Enchem-me de alegria as notícias sobre a multiplicação das obras de misericórdia que, fiéis ao espírito de São Josemaria, se desenvolvem nos locais onde trabalhamos apostolicamente, tanto no trabalho com os jovens como com os adultos. Tratar com mais afeto o doente ou a doente que vive em casa ou num hospital, colaborar com um banco alimentar, não descuidar os mais pobres de um bairro periférico ou aqueles pobres “envergonhados” que escondem a sua situação, proporcionar companhia aos idosos de um lar, ou aos que estão presos sem que ninguém se preocupe com eles… Tudo isto também nos ajuda de forma excelente a preparar-nos para a beatificação de D. Álvaro. Recentemente pedi-vos que vos esmereis na preparação espiritual desse acontecimento: as obras de misericórdia também fazem parte dessa preparação. Intensificai sobretudo o apostolado da confissão: não há maior exercício de caridade do que aproximar de Deus aqueles que se encontram afastados dEle pelo pecado.

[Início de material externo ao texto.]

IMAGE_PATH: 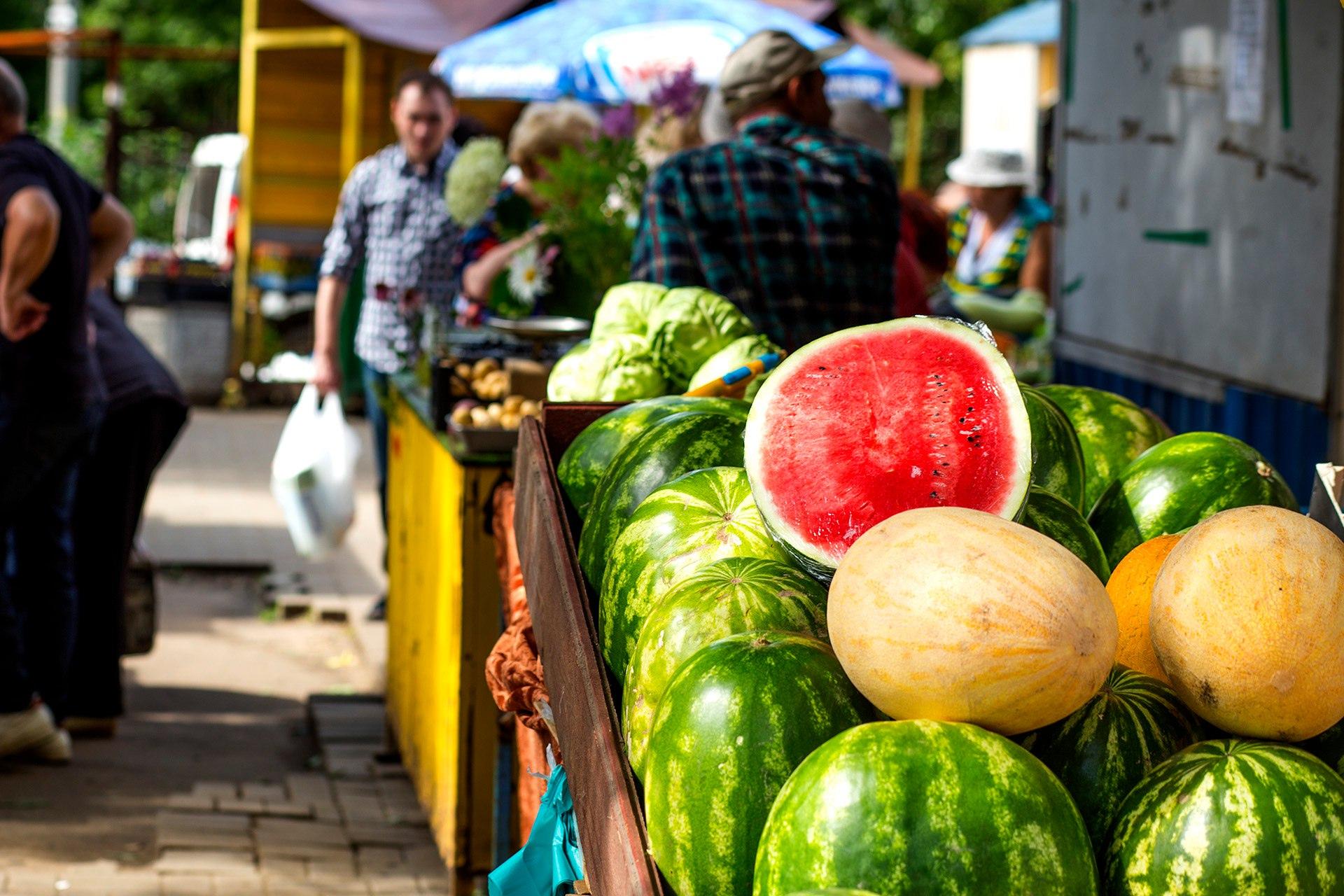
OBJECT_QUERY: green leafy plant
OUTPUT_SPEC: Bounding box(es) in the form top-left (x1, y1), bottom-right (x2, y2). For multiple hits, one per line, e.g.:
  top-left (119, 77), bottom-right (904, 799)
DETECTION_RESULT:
top-left (535, 137), bottom-right (648, 317)
top-left (836, 0), bottom-right (1023, 191)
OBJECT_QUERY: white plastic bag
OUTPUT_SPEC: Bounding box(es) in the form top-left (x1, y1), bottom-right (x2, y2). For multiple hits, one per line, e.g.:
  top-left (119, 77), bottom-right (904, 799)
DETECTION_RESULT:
top-left (270, 386), bottom-right (359, 560)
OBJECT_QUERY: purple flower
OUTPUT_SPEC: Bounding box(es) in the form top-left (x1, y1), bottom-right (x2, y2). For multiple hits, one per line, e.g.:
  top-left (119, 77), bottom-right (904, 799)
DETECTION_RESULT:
top-left (602, 102), bottom-right (638, 140)
top-left (649, 63), bottom-right (700, 118)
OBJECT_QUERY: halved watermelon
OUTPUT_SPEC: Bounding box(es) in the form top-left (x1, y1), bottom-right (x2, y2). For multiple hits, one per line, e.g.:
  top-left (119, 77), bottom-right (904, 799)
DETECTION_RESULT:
top-left (745, 317), bottom-right (1031, 578)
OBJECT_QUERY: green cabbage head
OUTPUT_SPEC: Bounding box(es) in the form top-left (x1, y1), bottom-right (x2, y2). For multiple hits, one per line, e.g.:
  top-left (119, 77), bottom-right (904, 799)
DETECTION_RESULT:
top-left (593, 281), bottom-right (668, 339)
top-left (546, 333), bottom-right (666, 402)
top-left (649, 286), bottom-right (755, 392)
top-left (687, 333), bottom-right (781, 402)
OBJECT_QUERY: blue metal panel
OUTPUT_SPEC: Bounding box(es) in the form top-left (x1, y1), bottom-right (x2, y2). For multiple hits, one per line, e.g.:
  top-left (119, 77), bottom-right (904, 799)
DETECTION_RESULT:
top-left (1055, 361), bottom-right (1329, 505)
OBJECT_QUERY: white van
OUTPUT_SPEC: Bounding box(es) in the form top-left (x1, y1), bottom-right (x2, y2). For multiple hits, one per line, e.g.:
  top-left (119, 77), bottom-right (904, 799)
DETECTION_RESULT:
top-left (174, 134), bottom-right (247, 267)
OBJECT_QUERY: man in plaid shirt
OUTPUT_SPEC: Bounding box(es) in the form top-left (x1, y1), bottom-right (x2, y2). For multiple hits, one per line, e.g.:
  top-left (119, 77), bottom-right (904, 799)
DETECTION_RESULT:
top-left (630, 31), bottom-right (899, 349)
top-left (313, 71), bottom-right (460, 610)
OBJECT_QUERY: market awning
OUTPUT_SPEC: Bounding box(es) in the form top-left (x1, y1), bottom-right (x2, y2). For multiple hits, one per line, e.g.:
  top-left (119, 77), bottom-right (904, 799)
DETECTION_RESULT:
top-left (961, 0), bottom-right (1060, 47)
top-left (766, 0), bottom-right (942, 89)
top-left (430, 0), bottom-right (900, 108)
top-left (304, 0), bottom-right (527, 52)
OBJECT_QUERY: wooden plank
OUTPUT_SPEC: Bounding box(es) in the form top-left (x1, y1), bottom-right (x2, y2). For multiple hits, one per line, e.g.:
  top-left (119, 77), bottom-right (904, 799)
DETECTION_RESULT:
top-left (514, 419), bottom-right (664, 896)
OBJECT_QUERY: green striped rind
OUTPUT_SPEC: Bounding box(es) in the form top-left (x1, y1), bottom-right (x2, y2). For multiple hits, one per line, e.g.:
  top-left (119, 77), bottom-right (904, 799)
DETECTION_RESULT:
top-left (649, 286), bottom-right (754, 388)
top-left (644, 633), bottom-right (872, 896)
top-left (1021, 485), bottom-right (1110, 584)
top-left (752, 720), bottom-right (1097, 896)
top-left (1039, 386), bottom-right (1170, 514)
top-left (580, 411), bottom-right (743, 588)
top-left (1021, 665), bottom-right (1198, 849)
top-left (621, 556), bottom-right (827, 776)
top-left (555, 395), bottom-right (750, 520)
top-left (1087, 433), bottom-right (1298, 568)
top-left (596, 466), bottom-right (788, 681)
top-left (1021, 386), bottom-right (1086, 510)
top-left (1105, 740), bottom-right (1344, 896)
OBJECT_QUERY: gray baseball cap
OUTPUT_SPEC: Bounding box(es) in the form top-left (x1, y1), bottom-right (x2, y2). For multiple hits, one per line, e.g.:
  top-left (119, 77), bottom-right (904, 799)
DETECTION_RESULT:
top-left (719, 31), bottom-right (852, 120)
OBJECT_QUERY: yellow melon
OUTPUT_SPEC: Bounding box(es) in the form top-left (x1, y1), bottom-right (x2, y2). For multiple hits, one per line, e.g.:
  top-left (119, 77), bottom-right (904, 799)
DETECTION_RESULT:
top-left (1106, 535), bottom-right (1182, 684)
top-left (827, 507), bottom-right (1117, 735)
top-left (1151, 506), bottom-right (1344, 740)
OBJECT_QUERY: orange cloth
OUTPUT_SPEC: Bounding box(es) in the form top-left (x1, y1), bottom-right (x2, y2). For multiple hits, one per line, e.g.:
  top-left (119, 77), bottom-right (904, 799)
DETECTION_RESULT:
top-left (485, 482), bottom-right (561, 841)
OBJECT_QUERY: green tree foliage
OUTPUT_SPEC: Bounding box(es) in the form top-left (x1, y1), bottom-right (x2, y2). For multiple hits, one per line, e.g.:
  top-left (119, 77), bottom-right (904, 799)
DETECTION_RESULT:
top-left (839, 0), bottom-right (1023, 191)
top-left (0, 0), bottom-right (241, 241)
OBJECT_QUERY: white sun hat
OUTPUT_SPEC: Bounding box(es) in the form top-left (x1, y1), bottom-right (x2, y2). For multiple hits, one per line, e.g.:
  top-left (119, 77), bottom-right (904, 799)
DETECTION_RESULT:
top-left (948, 149), bottom-right (1033, 187)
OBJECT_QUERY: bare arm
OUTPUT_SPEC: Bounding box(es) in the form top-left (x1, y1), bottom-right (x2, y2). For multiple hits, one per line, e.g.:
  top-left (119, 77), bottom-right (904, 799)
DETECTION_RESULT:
top-left (89, 195), bottom-right (136, 286)
top-left (1017, 224), bottom-right (1055, 302)
top-left (313, 276), bottom-right (349, 395)
top-left (0, 187), bottom-right (60, 342)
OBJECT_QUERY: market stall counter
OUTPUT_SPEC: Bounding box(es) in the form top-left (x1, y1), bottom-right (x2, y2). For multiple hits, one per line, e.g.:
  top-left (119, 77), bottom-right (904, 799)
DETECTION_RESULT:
top-left (514, 403), bottom-right (666, 896)
top-left (387, 376), bottom-right (511, 876)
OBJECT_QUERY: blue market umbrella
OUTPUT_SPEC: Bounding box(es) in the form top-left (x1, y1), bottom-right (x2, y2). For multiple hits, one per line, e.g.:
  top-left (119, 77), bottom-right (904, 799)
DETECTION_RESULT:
top-left (434, 0), bottom-right (900, 108)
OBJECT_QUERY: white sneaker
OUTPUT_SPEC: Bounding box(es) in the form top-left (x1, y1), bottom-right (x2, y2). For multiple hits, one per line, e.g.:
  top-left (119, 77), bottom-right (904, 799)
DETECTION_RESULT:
top-left (0, 703), bottom-right (71, 763)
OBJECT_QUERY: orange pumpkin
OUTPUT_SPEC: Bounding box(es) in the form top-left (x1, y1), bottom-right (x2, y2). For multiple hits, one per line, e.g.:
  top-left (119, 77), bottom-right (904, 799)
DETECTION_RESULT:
top-left (1106, 535), bottom-right (1182, 684)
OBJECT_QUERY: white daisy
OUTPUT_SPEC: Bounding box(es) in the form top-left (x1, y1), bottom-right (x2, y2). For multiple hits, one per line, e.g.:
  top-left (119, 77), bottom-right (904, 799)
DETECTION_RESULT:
top-left (508, 241), bottom-right (551, 307)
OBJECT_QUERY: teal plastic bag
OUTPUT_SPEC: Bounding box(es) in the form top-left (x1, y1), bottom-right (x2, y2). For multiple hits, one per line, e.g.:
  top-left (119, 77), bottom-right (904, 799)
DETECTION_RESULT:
top-left (489, 766), bottom-right (583, 896)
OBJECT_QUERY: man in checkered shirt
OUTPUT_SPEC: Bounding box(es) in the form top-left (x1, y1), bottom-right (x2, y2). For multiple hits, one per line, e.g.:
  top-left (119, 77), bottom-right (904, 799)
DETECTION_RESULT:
top-left (313, 71), bottom-right (460, 575)
top-left (630, 31), bottom-right (899, 349)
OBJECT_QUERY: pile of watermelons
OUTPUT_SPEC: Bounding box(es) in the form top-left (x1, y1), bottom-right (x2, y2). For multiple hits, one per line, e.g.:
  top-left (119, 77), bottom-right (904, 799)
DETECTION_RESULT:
top-left (558, 318), bottom-right (1344, 896)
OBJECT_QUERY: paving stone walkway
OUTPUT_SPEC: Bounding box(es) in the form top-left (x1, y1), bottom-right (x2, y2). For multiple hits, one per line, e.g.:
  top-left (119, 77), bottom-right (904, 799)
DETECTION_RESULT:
top-left (0, 699), bottom-right (453, 896)
top-left (0, 411), bottom-right (433, 896)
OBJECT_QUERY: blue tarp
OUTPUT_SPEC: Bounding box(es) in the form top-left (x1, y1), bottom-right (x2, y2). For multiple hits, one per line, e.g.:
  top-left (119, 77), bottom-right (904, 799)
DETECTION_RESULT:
top-left (961, 0), bottom-right (1060, 47)
top-left (434, 0), bottom-right (900, 108)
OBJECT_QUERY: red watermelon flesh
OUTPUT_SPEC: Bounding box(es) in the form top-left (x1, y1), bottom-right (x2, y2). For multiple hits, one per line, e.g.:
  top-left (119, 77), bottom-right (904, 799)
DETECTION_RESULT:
top-left (746, 317), bottom-right (1031, 576)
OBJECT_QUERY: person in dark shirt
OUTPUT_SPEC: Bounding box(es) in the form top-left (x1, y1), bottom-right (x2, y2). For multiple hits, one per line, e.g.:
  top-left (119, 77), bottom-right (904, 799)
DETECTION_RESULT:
top-left (0, 60), bottom-right (134, 762)
top-left (66, 289), bottom-right (187, 736)
top-left (630, 31), bottom-right (900, 351)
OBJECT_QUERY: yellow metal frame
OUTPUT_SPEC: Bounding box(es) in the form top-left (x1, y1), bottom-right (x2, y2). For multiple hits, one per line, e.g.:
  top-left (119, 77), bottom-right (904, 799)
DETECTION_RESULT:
top-left (900, 88), bottom-right (923, 190)
top-left (231, 0), bottom-right (364, 376)
top-left (387, 390), bottom-right (505, 873)
top-left (387, 402), bottom-right (465, 867)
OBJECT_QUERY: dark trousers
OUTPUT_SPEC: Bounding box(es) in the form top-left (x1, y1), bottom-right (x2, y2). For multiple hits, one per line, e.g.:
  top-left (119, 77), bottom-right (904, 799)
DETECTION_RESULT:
top-left (67, 398), bottom-right (187, 719)
top-left (0, 399), bottom-right (102, 719)
top-left (360, 363), bottom-right (388, 537)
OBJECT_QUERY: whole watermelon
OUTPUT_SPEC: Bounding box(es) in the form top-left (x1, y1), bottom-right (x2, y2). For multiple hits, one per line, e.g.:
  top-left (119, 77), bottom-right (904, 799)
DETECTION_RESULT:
top-left (580, 408), bottom-right (745, 586)
top-left (644, 631), bottom-right (872, 896)
top-left (1105, 740), bottom-right (1344, 896)
top-left (555, 395), bottom-right (750, 520)
top-left (1087, 433), bottom-right (1298, 568)
top-left (1040, 386), bottom-right (1170, 515)
top-left (1021, 485), bottom-right (1110, 584)
top-left (1021, 386), bottom-right (1086, 510)
top-left (621, 561), bottom-right (827, 776)
top-left (596, 466), bottom-right (786, 681)
top-left (1021, 665), bottom-right (1199, 849)
top-left (752, 720), bottom-right (1097, 896)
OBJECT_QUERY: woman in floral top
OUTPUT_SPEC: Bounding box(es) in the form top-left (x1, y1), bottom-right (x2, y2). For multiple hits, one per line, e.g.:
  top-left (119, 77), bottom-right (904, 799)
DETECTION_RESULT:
top-left (457, 101), bottom-right (598, 323)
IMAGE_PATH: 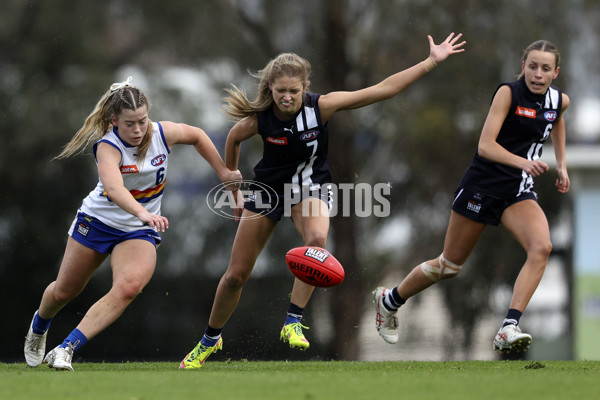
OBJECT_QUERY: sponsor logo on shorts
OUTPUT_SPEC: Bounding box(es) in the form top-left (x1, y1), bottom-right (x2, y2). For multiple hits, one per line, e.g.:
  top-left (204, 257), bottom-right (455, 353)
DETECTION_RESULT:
top-left (77, 222), bottom-right (90, 236)
top-left (150, 154), bottom-right (167, 167)
top-left (467, 200), bottom-right (481, 214)
top-left (206, 180), bottom-right (279, 219)
top-left (515, 106), bottom-right (536, 118)
top-left (544, 111), bottom-right (558, 122)
top-left (121, 164), bottom-right (140, 174)
top-left (300, 131), bottom-right (319, 141)
top-left (265, 136), bottom-right (287, 146)
top-left (304, 247), bottom-right (329, 263)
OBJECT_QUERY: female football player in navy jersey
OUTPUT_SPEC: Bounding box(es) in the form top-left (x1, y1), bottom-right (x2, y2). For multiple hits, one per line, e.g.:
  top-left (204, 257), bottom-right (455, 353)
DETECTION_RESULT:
top-left (180, 33), bottom-right (465, 368)
top-left (373, 40), bottom-right (570, 353)
top-left (24, 77), bottom-right (242, 371)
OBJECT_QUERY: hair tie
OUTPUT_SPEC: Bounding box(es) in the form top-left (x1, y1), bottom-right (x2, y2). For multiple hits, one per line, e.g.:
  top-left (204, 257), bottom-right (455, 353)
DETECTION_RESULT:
top-left (110, 76), bottom-right (133, 92)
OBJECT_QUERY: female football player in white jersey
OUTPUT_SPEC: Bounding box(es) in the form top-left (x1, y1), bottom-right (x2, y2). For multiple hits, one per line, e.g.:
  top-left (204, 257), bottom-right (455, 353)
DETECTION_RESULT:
top-left (24, 77), bottom-right (242, 371)
top-left (180, 33), bottom-right (465, 368)
top-left (373, 40), bottom-right (570, 353)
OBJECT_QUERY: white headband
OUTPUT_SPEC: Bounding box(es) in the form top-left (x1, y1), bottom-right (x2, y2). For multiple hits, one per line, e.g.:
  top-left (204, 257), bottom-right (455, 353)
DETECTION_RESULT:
top-left (110, 76), bottom-right (133, 92)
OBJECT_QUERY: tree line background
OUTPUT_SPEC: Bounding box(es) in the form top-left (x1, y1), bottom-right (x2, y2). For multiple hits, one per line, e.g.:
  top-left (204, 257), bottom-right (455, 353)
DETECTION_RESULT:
top-left (0, 0), bottom-right (600, 361)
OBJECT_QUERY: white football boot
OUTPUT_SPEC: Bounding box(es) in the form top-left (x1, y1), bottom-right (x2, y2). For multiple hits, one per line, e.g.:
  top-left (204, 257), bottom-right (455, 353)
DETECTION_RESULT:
top-left (44, 344), bottom-right (73, 371)
top-left (494, 324), bottom-right (532, 354)
top-left (23, 311), bottom-right (48, 367)
top-left (373, 286), bottom-right (398, 344)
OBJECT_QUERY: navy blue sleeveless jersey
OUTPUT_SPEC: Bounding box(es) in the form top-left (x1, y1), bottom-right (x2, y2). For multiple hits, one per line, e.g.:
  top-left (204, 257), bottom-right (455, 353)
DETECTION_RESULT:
top-left (459, 78), bottom-right (562, 199)
top-left (254, 93), bottom-right (331, 194)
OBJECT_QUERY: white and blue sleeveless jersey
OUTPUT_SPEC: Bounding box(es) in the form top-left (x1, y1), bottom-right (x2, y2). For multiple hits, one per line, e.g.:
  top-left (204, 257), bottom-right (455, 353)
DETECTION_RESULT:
top-left (80, 122), bottom-right (170, 232)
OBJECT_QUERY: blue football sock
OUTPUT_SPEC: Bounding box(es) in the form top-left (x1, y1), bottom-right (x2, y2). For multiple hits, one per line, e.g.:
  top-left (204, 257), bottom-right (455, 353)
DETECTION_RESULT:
top-left (200, 325), bottom-right (223, 347)
top-left (59, 329), bottom-right (88, 352)
top-left (31, 311), bottom-right (52, 335)
top-left (383, 287), bottom-right (406, 311)
top-left (502, 308), bottom-right (523, 328)
top-left (285, 303), bottom-right (304, 325)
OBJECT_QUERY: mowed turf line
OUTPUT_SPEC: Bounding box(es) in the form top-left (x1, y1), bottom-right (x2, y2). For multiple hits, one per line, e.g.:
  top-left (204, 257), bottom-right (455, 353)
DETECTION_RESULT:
top-left (0, 361), bottom-right (600, 400)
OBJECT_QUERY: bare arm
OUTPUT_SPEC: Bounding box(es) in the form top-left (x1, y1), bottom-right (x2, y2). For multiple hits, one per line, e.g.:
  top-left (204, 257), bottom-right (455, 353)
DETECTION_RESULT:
top-left (477, 85), bottom-right (548, 177)
top-left (96, 143), bottom-right (169, 232)
top-left (225, 115), bottom-right (258, 222)
top-left (550, 93), bottom-right (571, 193)
top-left (161, 121), bottom-right (242, 183)
top-left (319, 33), bottom-right (466, 122)
top-left (225, 115), bottom-right (258, 169)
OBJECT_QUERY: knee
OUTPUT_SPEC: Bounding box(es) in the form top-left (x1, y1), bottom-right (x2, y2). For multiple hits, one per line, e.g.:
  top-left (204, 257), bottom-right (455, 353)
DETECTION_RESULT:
top-left (221, 270), bottom-right (250, 289)
top-left (115, 280), bottom-right (146, 302)
top-left (421, 253), bottom-right (462, 282)
top-left (48, 281), bottom-right (83, 304)
top-left (527, 240), bottom-right (552, 263)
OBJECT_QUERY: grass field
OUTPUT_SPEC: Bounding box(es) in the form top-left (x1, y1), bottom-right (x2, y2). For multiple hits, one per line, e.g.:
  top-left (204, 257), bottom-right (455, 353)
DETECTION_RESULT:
top-left (0, 361), bottom-right (600, 400)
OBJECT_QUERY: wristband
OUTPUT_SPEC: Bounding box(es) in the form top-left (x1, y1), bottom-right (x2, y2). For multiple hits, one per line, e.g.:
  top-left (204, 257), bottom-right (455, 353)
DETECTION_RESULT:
top-left (423, 56), bottom-right (437, 72)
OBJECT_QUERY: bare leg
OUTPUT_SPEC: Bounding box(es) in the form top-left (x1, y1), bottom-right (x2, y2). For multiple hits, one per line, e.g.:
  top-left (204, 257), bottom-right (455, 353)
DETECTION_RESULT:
top-left (39, 237), bottom-right (107, 319)
top-left (208, 210), bottom-right (277, 329)
top-left (398, 211), bottom-right (486, 300)
top-left (77, 239), bottom-right (156, 339)
top-left (502, 200), bottom-right (552, 312)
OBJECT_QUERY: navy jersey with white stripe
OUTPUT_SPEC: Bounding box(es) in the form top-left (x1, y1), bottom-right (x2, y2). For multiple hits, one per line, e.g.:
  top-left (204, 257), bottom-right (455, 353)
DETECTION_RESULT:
top-left (254, 93), bottom-right (331, 193)
top-left (460, 78), bottom-right (562, 198)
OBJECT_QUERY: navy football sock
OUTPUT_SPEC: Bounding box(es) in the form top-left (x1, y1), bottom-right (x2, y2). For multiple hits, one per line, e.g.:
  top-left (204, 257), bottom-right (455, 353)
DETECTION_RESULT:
top-left (383, 287), bottom-right (406, 312)
top-left (285, 303), bottom-right (304, 325)
top-left (31, 311), bottom-right (52, 335)
top-left (58, 329), bottom-right (88, 352)
top-left (502, 308), bottom-right (523, 328)
top-left (200, 325), bottom-right (223, 347)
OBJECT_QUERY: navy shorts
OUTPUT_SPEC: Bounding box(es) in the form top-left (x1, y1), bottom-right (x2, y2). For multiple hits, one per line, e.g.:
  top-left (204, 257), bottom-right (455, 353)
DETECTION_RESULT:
top-left (244, 184), bottom-right (333, 221)
top-left (69, 211), bottom-right (162, 254)
top-left (452, 187), bottom-right (537, 226)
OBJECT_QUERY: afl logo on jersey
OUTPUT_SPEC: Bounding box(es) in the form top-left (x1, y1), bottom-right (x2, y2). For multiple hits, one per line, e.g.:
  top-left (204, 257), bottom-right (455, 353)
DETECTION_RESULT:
top-left (300, 131), bottom-right (319, 141)
top-left (544, 111), bottom-right (558, 122)
top-left (265, 136), bottom-right (287, 145)
top-left (150, 154), bottom-right (167, 167)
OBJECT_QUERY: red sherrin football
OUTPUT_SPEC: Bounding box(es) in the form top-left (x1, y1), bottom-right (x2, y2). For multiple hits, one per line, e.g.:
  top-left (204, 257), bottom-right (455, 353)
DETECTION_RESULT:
top-left (285, 246), bottom-right (345, 287)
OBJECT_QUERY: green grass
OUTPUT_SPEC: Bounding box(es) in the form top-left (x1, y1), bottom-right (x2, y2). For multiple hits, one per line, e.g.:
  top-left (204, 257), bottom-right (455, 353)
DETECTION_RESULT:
top-left (0, 361), bottom-right (600, 400)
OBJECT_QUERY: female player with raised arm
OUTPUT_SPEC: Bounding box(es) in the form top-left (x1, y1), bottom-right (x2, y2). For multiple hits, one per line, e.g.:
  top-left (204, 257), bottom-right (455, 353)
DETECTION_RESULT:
top-left (373, 40), bottom-right (570, 352)
top-left (180, 33), bottom-right (465, 368)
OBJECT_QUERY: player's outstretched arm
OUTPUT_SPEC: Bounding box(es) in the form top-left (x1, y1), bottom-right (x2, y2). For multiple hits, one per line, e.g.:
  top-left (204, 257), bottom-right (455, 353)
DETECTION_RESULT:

A beatificação do queridíssimo D. Álvaro convida-nos – assim o peço ao Senhor e à Sua Mãe, a Virgem Maria – a que milhares de homens e de mulheres, nós mesmos em primeiro lugar, amemos mais Cristo e a Igreja. Peçamos que seja um momento de especial fraternidade, mais uma ocasião de transmitir a nossa amizade e o nosso afeto a todas e a todos os que, durante estes anos do caminhar da Obra, participaram de algum modo no seu espírito e apostolado. Estou certo de que D. Álvaro intercederá de modo especial por cada uma dessas mulheres, por cada um desses homens.

Como sempre, peço que rezeis pelas minhas intenções: agora também pelos frutos da viagem que penso fazer na segunda quinzena deste mês, aos diversos países da América Central.

Com todo o afeto, abençoa-vos

o vosso Padre

+ Javier

Pamplona, 1º de julho de 2014

© Prælatura Sanctæ Crucis et Operis Dei

[1]. D. Álvaro, Carta de 1-7-1985 (“Cartas de família”, I, n. 173).

[2]. Mt 25, 35-40.

[3]. Papa Francisco, Homilia, 3-7-2013.

[4]. D. Álvaro, Notas de uma reunião familiar, 4-3-1998.

[5]. São Josemaria, Instrução, 8-12-1941, n. 57.

[6]. D. Álvaro, Carta de 9-1-1993, n. 20 (“Cartas de família”, III, n. 387).

[7]. Ibid.

[8]. Ibid. (“Cartas de família”, III, n. 388).

[9]. Papa Francisco, Discurso aos participantes no Congresso Eclesial da Diocese de Roma, 17-6-2013.